このクルマは、1回の充電で120キロ程度(カタログ値)しか走行できないが、マイカーを求める若者に受けているそうだ。これまでEVのネックは主要部品の一つ、電池の価格の高さにあった。しかし、生産技術の革新や量の増大によってコストが劇的に下がり始めた。
従来は1ワット時当たり20円程度だったのが、足元では14円程度までに下がっており、「宏光MINI」に搭載された電池は12円程度とみられている。電池の価格はさらに下落を続け、2024年頃までには10円にまで落ちる見込みで、そうなればEVの生産コストはガソリン車など内燃機関の車を下回るとされる。
電池価格の下落に加え、フォルクスワーゲンなど主力メーカーがEVを本格的に市場投入したことによって、欧州ではEVとプラグインハイブリッド車(PHV)の販売が急増しており、2020年の販売台数はこの2車種で前年比2.4倍の133万台。シェアは9ポイント増の12%だった。なかでも、日本と同じ「内燃機関大国」のドイツでは補助金の影響もあって3.6倍の39万台も売れている。また、中国でもEVとPHVは「新エネルギー車」と位置付けられ、全体販売が落ち込む中で2020年は11%増の136万台が売れた。
「EVの心臓部」で稼ぐ
こうした動きを永守氏は50年以上会社をけん引してきた経験から「革新が起こる前夜」と見る。
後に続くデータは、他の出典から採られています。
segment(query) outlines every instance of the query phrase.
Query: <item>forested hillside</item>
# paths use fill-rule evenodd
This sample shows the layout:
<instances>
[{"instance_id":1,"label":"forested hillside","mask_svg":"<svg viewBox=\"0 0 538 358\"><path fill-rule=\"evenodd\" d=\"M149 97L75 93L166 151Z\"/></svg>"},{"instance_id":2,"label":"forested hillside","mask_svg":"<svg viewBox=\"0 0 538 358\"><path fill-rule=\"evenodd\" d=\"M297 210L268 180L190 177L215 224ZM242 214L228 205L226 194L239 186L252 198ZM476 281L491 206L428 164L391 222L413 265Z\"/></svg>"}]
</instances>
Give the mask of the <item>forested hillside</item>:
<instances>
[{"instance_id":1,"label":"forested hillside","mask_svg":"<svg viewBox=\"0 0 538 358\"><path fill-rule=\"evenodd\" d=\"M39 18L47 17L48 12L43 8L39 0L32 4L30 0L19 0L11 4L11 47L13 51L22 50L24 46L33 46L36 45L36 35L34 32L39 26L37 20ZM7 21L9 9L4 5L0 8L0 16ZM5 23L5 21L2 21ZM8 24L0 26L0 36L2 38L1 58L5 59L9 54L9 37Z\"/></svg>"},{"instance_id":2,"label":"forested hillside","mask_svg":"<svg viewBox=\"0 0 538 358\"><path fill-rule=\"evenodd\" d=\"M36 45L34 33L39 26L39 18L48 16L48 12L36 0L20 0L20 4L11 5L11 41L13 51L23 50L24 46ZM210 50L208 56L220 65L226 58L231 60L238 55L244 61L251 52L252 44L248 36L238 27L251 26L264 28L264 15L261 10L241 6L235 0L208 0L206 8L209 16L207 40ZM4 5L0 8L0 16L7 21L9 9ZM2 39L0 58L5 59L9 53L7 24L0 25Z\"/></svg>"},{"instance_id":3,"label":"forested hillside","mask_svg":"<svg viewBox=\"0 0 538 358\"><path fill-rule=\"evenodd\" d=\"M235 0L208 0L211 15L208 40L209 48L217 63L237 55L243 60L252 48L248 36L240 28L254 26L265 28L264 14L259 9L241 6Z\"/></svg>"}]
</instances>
30年近く前は富裕層だけが持つことのできた携帯電話が一気に普及して、今や一人で複数のスマートフォンを持つ時代になったのと同様に、米テスラなどのEVは現状では500万円近くと高額だが、これが一気にコモディティ化して大衆に普及していく流れが起こってくるだろう。
日産自動車でナンバー3の副COOから日本電産に転職し、昨年4月に社長に就いた関潤氏もこう語る。
「これまでは国民一人当たりの所得が6000ドルを超えると急に車が売れ出すと言われてきました。その場合の平均単価は日本円で約160万円、一番安い車が80万円程度。中国製の45万円のEVだと、所得が4000ドルくらいで買えます。こうした所得層を世界の人口ピラミッドから見ていくと、おそらく5~6億人はいるでしょう。ですから新車販売が2~3億台に増えてもおかしくありません」
いま、関氏が責任者として力を入れているのが車載向けモーター事業である。前述した三菱重工の工作機械部門買収も車載事業強化のためだ。なかでも、日本電産の成長の生命線を握るのが、EV向けの「トラクションモーターシステム」である。
これは、電池と並ぶEVの心臓部で、モーターとそれを制御する半導体、動力を伝えるギア(歯車)で構成される、電子・電機・機械が融合した「機電一体」の製品である。この事業を拡大させ、2030年に売上高10兆円の目標を達成させる考えだ。